Traspiés, piloto automático, hedores y vómito, estela infernal envolvente. Fantasmas merodeando las inseguras cavidades repletas de sombras, celos y desamor, estela infernal envolvente. Escalada vertiginosa de violencia. Sucesión acostumbrada de disimulos. Una y otra vez, cada martes, cada viernes, cada semana, cada mes, en cinco años…, estela infernal envolvente.

“¡Ya no aguanto, quiero escaparme!”. “¡Es tu marido, el padre de tus hijos, no sabes hacer nada, de qué vas a vivir!”. “Es mi marido, el padre de mis hijos, no sé hacer nada, de qué voy a vivir”. Hasta que la muerte los separe.

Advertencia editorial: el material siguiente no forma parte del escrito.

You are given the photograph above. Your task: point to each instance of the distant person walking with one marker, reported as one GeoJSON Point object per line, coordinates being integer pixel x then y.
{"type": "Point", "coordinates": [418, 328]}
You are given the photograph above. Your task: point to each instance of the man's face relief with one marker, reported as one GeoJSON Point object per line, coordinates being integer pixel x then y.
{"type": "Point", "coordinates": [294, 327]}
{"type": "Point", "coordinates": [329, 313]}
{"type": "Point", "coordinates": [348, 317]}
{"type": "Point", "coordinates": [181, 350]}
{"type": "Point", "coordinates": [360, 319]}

Las penumbras avanzan disipándose hacia la alborada de un sábado grisáceo cualquiera. Los pasos arrastrados desde la farra despiertan al benjamín y su llanto sobrecogedor sobrecoge irrumpiendo porque viene del sobresalto por el súbito mal despertar. Se desata la lluvia soez inundando los oídos y el cuerpo indefenso se acurruca cerrando los ojos como siempre para sufrir, ciega y mudamente. Las manos mugrientas asestan los golpes una y otra vez, sordamente. “Ya se van a cansar, ya”. Se cansan, de golpear. De pronto, dejan vacío el moisés, llevándose al niño por los pies rumbo al patio. La mujer recupera su ser sin saberlo, después de más de cinco años, lo hace. Se pone de pie y mira. Aterrada comprende lo que la bestia pretende hacer, pues se acerca al turril que rebalsa. Toma lo primero que sus manos desesperadas alcanzan y sale corriendo detrás… Todo se nubla entonces…

Cierra la puerta, pone la tranca que puede, ella misma. Sentada en el suelo abraza sus rodillas que tiemblan esperando la claridad. Deja al niño dormido y sale, despacio como una brisa helada. Divisa el cuerpo inerte tendido en el centro del patio y se dirige hacia él rozando apenas sus pies las lisas piedras. El charco de sangre rodeando la cabeza y la vieja plancha de carbón tirada lo dicen todo. Sí, en verdad, hasta que la muerte los separe.